President Colleen M. Kelley of the National Treasury Employees Union (NTEU) called the 7.9 percent increase “another burden” on federal employees, noting the critical importance of the approval of a 3.5 percent pay increase for federal employees in 2005. “The last few years have been tough on federal employees who have seen their health care costs increase at a much higher rate than their pay,” she said.

She also expressed particular concern about the inclusion, for the first time, of 18 controversial HSA plans in FEHBP for 2005. HSAs combine a high-deductible health care policy with a tax-exempt

savings account. Participants may make tax-free withdrawals to pay medical costs.

The problem, Kelley said, is “the very real potential” that within a short time, HSAs could split the pool of participants. The impact on those remaining in traditional FEHBP plans could be even higher premiums.

With HSAs, healthy enrollees would be tempted to join traditional plans in those years they anticipate high health care costs, which their insurance carrier would pay. But once those needs have been met, those same people would then have an incentive to choose a high-deductible catastrophic health care policy with its tax-exempt savings account.

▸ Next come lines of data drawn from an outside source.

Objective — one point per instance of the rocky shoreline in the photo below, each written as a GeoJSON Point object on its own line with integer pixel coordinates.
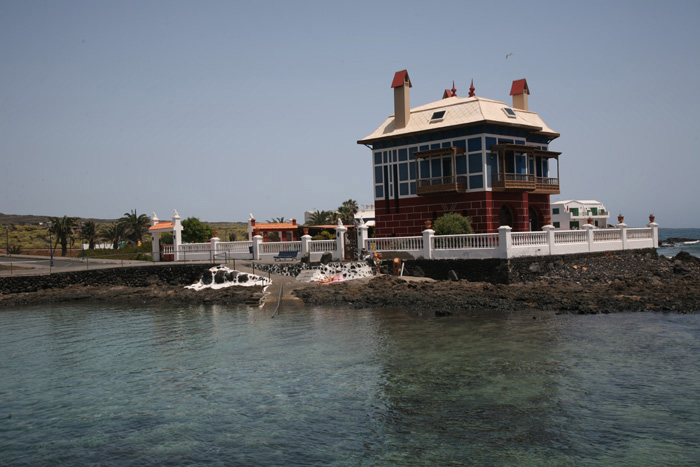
{"type": "Point", "coordinates": [594, 284]}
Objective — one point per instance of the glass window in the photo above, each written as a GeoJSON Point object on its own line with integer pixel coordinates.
{"type": "Point", "coordinates": [476, 181]}
{"type": "Point", "coordinates": [475, 164]}
{"type": "Point", "coordinates": [474, 144]}
{"type": "Point", "coordinates": [403, 172]}
{"type": "Point", "coordinates": [461, 162]}
{"type": "Point", "coordinates": [378, 175]}
{"type": "Point", "coordinates": [435, 167]}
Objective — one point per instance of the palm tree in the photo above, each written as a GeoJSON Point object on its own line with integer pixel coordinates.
{"type": "Point", "coordinates": [62, 229]}
{"type": "Point", "coordinates": [90, 234]}
{"type": "Point", "coordinates": [135, 226]}
{"type": "Point", "coordinates": [113, 233]}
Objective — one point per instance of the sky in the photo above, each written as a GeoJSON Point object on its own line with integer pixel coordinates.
{"type": "Point", "coordinates": [222, 109]}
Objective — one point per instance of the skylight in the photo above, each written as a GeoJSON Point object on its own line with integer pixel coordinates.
{"type": "Point", "coordinates": [438, 116]}
{"type": "Point", "coordinates": [509, 112]}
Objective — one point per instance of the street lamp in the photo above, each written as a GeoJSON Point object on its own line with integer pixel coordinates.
{"type": "Point", "coordinates": [50, 242]}
{"type": "Point", "coordinates": [82, 247]}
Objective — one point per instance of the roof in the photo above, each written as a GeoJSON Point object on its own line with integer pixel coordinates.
{"type": "Point", "coordinates": [274, 226]}
{"type": "Point", "coordinates": [399, 78]}
{"type": "Point", "coordinates": [519, 87]}
{"type": "Point", "coordinates": [460, 111]}
{"type": "Point", "coordinates": [161, 226]}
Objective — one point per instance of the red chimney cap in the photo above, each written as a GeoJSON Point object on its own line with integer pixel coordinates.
{"type": "Point", "coordinates": [519, 87]}
{"type": "Point", "coordinates": [400, 78]}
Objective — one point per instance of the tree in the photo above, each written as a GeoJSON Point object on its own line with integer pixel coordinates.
{"type": "Point", "coordinates": [62, 230]}
{"type": "Point", "coordinates": [135, 226]}
{"type": "Point", "coordinates": [453, 223]}
{"type": "Point", "coordinates": [193, 231]}
{"type": "Point", "coordinates": [90, 234]}
{"type": "Point", "coordinates": [113, 233]}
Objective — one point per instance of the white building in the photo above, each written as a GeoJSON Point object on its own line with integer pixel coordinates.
{"type": "Point", "coordinates": [573, 214]}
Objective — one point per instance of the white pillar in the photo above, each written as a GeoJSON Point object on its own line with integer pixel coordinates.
{"type": "Point", "coordinates": [362, 235]}
{"type": "Point", "coordinates": [257, 243]}
{"type": "Point", "coordinates": [213, 243]}
{"type": "Point", "coordinates": [589, 235]}
{"type": "Point", "coordinates": [340, 240]}
{"type": "Point", "coordinates": [306, 245]}
{"type": "Point", "coordinates": [654, 233]}
{"type": "Point", "coordinates": [623, 234]}
{"type": "Point", "coordinates": [505, 242]}
{"type": "Point", "coordinates": [428, 235]}
{"type": "Point", "coordinates": [550, 229]}
{"type": "Point", "coordinates": [177, 235]}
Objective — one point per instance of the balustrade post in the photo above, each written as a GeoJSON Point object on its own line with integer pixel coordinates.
{"type": "Point", "coordinates": [340, 241]}
{"type": "Point", "coordinates": [550, 229]}
{"type": "Point", "coordinates": [623, 234]}
{"type": "Point", "coordinates": [213, 247]}
{"type": "Point", "coordinates": [306, 245]}
{"type": "Point", "coordinates": [428, 235]}
{"type": "Point", "coordinates": [257, 244]}
{"type": "Point", "coordinates": [505, 241]}
{"type": "Point", "coordinates": [654, 233]}
{"type": "Point", "coordinates": [589, 235]}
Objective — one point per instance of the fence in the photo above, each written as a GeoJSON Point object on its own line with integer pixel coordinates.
{"type": "Point", "coordinates": [508, 244]}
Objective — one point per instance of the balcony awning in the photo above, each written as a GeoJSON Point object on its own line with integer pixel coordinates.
{"type": "Point", "coordinates": [524, 150]}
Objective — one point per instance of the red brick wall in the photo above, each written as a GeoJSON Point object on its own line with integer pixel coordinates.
{"type": "Point", "coordinates": [483, 208]}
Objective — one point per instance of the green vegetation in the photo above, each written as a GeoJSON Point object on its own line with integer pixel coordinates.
{"type": "Point", "coordinates": [453, 224]}
{"type": "Point", "coordinates": [193, 231]}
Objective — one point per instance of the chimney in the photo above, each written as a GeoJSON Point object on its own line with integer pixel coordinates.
{"type": "Point", "coordinates": [402, 105]}
{"type": "Point", "coordinates": [519, 91]}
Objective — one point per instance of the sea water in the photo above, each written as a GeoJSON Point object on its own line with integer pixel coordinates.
{"type": "Point", "coordinates": [691, 246]}
{"type": "Point", "coordinates": [217, 385]}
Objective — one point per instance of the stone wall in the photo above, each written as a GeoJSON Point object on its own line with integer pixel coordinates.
{"type": "Point", "coordinates": [139, 276]}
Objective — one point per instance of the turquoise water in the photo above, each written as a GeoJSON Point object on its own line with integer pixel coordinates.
{"type": "Point", "coordinates": [691, 247]}
{"type": "Point", "coordinates": [214, 385]}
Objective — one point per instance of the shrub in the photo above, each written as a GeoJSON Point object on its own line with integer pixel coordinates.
{"type": "Point", "coordinates": [453, 224]}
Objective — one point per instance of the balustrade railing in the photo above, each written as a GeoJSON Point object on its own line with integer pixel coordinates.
{"type": "Point", "coordinates": [570, 236]}
{"type": "Point", "coordinates": [529, 238]}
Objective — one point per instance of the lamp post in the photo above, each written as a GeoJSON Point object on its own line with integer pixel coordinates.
{"type": "Point", "coordinates": [82, 247]}
{"type": "Point", "coordinates": [50, 242]}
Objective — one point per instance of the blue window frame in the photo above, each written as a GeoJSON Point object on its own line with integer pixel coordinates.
{"type": "Point", "coordinates": [474, 144]}
{"type": "Point", "coordinates": [475, 163]}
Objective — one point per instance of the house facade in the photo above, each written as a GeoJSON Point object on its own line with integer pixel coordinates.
{"type": "Point", "coordinates": [475, 156]}
{"type": "Point", "coordinates": [573, 214]}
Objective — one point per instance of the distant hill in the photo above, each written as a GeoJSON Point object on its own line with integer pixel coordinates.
{"type": "Point", "coordinates": [26, 219]}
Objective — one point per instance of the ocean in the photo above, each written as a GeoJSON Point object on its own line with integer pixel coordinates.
{"type": "Point", "coordinates": [692, 246]}
{"type": "Point", "coordinates": [217, 385]}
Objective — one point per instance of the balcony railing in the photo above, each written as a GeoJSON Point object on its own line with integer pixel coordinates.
{"type": "Point", "coordinates": [524, 182]}
{"type": "Point", "coordinates": [452, 184]}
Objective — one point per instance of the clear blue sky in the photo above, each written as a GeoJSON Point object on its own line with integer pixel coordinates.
{"type": "Point", "coordinates": [219, 109]}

They could postpone any further medical treatment until the following year, at which time they could once again enroll in a traditional health plan. Kelley warned that this would threaten the stability of the FEHBP—which covers more than eight million people, including federal workers, their families and retirees.

The increase for 2005 “is yet another reason” Congress should move forward with a proposal, strongly supported by NTEU, to raise to an average of 80 percent from the current average of 72 percent the amount of employee health care premiums paid by the government.

“This is more than just a recruitment and retention problem,” President Kelley said. “There are opportunities here for the government to do the right thing—first, by keeping premium increases to a reasonable level by using FEHBP’s enormous marketing clout, and second, by not introducing HSAs that have the potential to increase the cost of coverage for the majority of federal workers—and yet, neither the administration nor Congress has seen fit to address either of these issues in meaningful ways.”

As the largest independent federal union, NTEU represents some 150,000 employees in 30 agencies and departments.